Pricing: Free / open source (Supabase account required)
MCP Server Comparison Table
| MCP Server | Best For | Setup Difficulty | Stability | Price |
|---|---|---|---|---|
| Filesystem | Everyone | Easy | Excellent | Free |
| GitHub | Team workflows | Easy | Good | Free |
| PostgreSQL | Backend/data devs | Medium | Good | Free |
| Brave Search | Current API research | Easy | Good | Free / $3 per 1K |
| Context7 | Framework docs | Medium | Good | Free / ~$15/mo |
| Supabase | Supabase projects | Medium | Excellent | Free |
How to Set Up MCP Servers in VS Code (The Short Version)
If you’re using GitHub Copilot’s agent mode (VS Code 1.99+), MCP support is built in. Create a .vscode/mcp.json file in your workspace (or a global one in your user settings directory) with this structure:
{
"servers": {
"filesystem": {
"command": "npx",
"args": ["-y", "@modelcontextprotocol/server-filesystem", "/path/to/your/project"]
},
"github": {
"command": "npx",
"args": ["-y", "@modelcontextprotocol/server-github"],
"env": {
"GITHUB_PERSONAL_ACCESS_TOKEN": "your-token-here"
}
}
}
}
For Continue.dev users, the config lives in ~/.continue/config.json under the mcpServers key — same structure, different location.
One hard-won tip: don’t add all six servers at once. Start with Filesystem, get comfortable with how tool calls surface in the chat panel, then add one more at a time. Running too many MCP servers simultaneously can cause context bloat and slower responses.
Also worth reading: my article on the best AI coding assistants in 2026 — the MCP experience varies significantly depending on which AI backend you’re using.
Which MCP Server Should You Actually Install?

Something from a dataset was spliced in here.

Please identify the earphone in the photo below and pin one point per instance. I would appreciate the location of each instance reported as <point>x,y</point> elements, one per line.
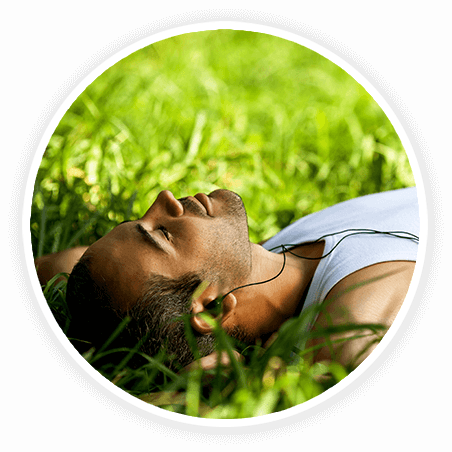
<point>285,248</point>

Install Filesystem MCP if: You want one server that immediately makes your AI assistant more capable. This is the no-brainer pick for everyone.
Install GitHub MCP if: You spend meaningful time managing issues, PRs, or releases. If you’re a solo developer who rarely touches GitHub’s web UI, skip it.

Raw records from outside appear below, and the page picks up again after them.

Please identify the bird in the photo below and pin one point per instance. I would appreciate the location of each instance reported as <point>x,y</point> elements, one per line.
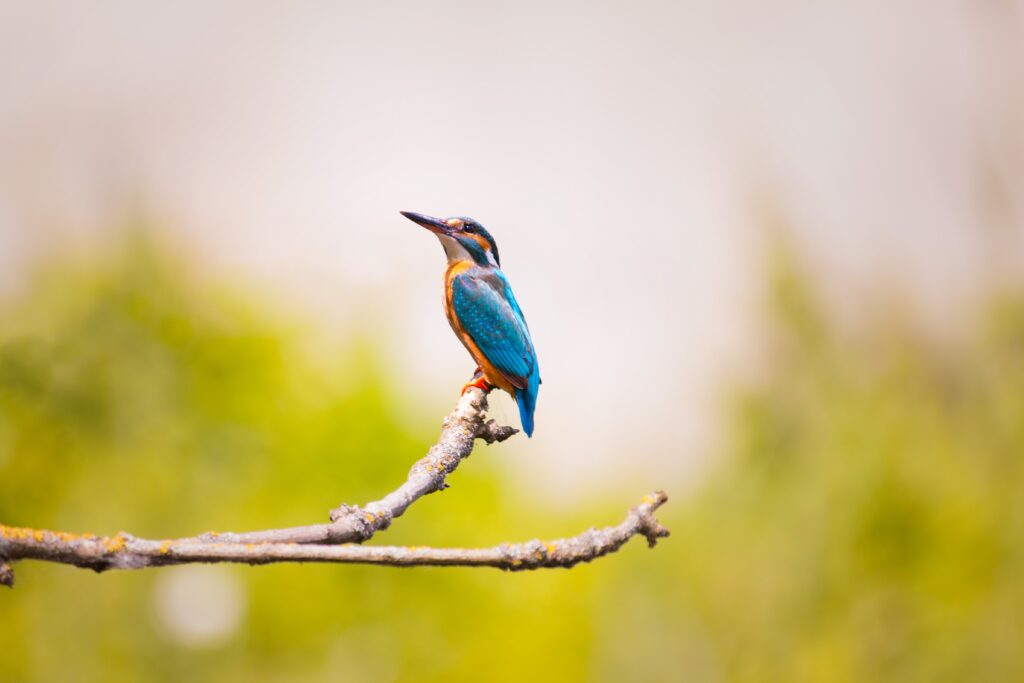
<point>483,312</point>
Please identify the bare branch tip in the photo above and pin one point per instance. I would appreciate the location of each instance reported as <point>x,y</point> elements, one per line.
<point>647,524</point>
<point>492,432</point>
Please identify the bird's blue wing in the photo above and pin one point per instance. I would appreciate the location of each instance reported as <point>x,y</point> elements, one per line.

Install PostgreSQL MCP if: You write SQL regularly or debug data issues. Backend developers — this one is a genuine workflow upgrade.

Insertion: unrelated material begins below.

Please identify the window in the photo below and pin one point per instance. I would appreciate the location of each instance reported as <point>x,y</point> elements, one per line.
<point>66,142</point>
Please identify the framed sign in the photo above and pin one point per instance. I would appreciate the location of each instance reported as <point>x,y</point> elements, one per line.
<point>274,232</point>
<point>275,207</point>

Install Brave Search MCP if: You frequently work with APIs or libraries that have changed in the last year. The free tier is enough for most developers.
Install Context7 MCP if: You’re doing active frontend development with a major framework. Especially valuable if you’re on Next.js App Router or any framework that had a major version release recently.
Install Supabase MCP if: You’re on Supabase. Full stop. This one is a no-brainer for that stack.
What I’m Actually Running Day-to-Day
My personal VS Code MCP setup: Filesystem + PostgreSQL + Brave Search. That combination covers about 90% of my daily workflow — file operations, database debugging, and occasional research on APIs I don’t know well. I add GitHub MCP when I’m in a PR-heavy sprint and Supabase MCP when I’m working on projects that use it.
I keep Context7 off by default because the latency overhead adds up during rapid iteration sessions. I turn it on when I’m starting a new feature in an unfamiliar framework version.
The MCP ecosystem is evolving fast — new servers are shipping weekly. For a broader look at how these tools fit into AI-assisted development, check out the best AI tools for developers in 2026. And if you’re thinking about where to host the services your MCP servers connect to, the best cloud hosting for side projects guide covers the options worth considering.
Final Recommendation
The best MCP servers for VS Code in 2026 aren’t the flashiest ones — they’re the ones that solve a real problem in your specific workflow. Start with Filesystem MCP (it’s free, it’s stable, and it immediately makes your AI more useful), then add one or two more based on your stack.
Don’t let the setup friction put you off. The official Anthropic servers especially are genuinely easy to configure, and the productivity payoff — even from just the Filesystem server — is real enough that you’ll wonder why you waited.
The MCP space is still early. The servers listed here are the ones worth your time right now, but the ecosystem six months from now will look different. Bookmark this page — I’ll keep it updated as the landscape shifts.